The use of simulation for traffic engineering assessments at the planning level is now extremely well established. Simulation outputs lie at the heart of decisions relating to public transport priority, intersection design, toll plaza, and congestion relief schemes. However, until recently, the use of simulation for operational decision support was thought to be out of bounds. So why was that and what has changed since?
‘Non-believers’ claim that CPU and data requirements for real-time applications are prohibitive. But are they? As part of its i-transport platform, the Land Transport Authority has built an Aimsun microsimulation model of the entire city of Singapore. The city of Madrid’s Aimsun Online model includes 50% of Madrid city center. On a powerful computer, these models run between 10 and 20 times faster than real-time. As for their insatiable data requirements, the Madrid model is calibrated against data from 480 detectors and the Singapore model includes a full interface with SCATS, emulating adaptive traffic control to perfection. With mesoscopic and hybrid mesosimulation-microsimulation added to the mix, the possibilities increase and the technical challenges of the past become (important) implementation details.
But is there a need for all this?
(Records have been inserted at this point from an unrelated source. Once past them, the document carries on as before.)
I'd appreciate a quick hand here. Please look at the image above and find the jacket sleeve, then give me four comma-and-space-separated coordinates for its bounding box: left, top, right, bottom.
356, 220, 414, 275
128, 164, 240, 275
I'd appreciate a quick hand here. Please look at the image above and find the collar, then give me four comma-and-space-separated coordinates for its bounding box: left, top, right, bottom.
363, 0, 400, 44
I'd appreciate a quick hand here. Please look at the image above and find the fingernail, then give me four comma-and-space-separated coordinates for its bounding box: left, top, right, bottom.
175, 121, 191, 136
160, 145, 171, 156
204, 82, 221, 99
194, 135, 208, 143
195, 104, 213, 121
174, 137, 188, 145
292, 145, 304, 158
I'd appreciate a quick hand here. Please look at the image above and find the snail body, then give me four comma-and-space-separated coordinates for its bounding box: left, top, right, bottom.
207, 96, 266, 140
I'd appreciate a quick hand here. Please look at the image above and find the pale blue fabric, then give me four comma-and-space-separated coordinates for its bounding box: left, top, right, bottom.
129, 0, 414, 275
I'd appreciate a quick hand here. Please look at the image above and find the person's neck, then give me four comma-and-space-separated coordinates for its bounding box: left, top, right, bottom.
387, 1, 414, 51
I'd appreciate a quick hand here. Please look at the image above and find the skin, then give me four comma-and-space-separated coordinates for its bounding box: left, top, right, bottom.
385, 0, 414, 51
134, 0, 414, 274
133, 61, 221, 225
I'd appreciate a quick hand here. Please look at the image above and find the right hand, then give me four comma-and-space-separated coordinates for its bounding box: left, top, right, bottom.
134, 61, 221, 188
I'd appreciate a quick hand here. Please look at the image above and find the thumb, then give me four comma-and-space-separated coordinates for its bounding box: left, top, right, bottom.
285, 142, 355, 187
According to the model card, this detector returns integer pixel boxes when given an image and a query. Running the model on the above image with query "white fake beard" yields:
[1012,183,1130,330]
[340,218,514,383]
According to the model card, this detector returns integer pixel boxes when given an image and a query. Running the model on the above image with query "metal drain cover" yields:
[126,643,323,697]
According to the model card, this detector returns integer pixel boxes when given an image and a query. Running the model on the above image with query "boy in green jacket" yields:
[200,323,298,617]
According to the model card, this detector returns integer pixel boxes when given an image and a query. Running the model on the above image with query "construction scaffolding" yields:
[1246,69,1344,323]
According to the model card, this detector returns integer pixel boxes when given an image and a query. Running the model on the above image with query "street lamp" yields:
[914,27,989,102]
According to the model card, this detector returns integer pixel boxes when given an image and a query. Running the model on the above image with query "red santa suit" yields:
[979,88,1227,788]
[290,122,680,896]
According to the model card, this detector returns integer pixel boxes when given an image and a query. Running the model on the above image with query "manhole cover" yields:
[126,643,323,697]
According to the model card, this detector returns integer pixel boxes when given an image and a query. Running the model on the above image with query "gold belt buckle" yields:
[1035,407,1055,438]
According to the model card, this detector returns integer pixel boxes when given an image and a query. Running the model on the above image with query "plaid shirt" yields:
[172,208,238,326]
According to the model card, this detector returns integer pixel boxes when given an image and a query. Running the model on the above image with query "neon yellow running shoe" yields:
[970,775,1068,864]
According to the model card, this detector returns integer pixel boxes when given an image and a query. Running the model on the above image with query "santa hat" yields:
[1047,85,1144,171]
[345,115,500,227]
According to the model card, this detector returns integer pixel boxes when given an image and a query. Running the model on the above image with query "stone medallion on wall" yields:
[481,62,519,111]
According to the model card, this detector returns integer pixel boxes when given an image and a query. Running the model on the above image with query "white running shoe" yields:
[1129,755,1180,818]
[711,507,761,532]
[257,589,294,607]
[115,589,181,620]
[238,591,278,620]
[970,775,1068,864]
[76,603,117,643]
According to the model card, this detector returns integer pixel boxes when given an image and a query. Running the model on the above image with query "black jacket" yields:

The answer is a resounding ‘yes’. Granted, human competence and experience accumulated over the years enables today’s traffic managers to handle repeatable local peaks, such as a queue on a particular motorway exit during the morning rush-hour. But the trouble comes with non-recurring events, such as incidents: these never quite happen the same way or in the same place. Trying to alleviate congestion by reacting locally very often causes unexpected domino effects that are even harder to manage, and this can easily spiral out of control, leading to hours of delays and frustration for everyone involved.
Real-time simulation is possible and can provide a valuable weapon in the form of foresight. By allowing operators to fill information gaps in space (across the network) and in time (fast-forwarding to the future), simulation-based decision support frees up traffic managers to focus on what they do best – devising response strategies that the system evaluates against their often complex and conflicting objectives.
So is simulation-based decision support for traffic operations the future? What can be said for sure is that this used to be a technical question. It is now fast turning into a simple question of willingness to embrace innovation and to do the right thing.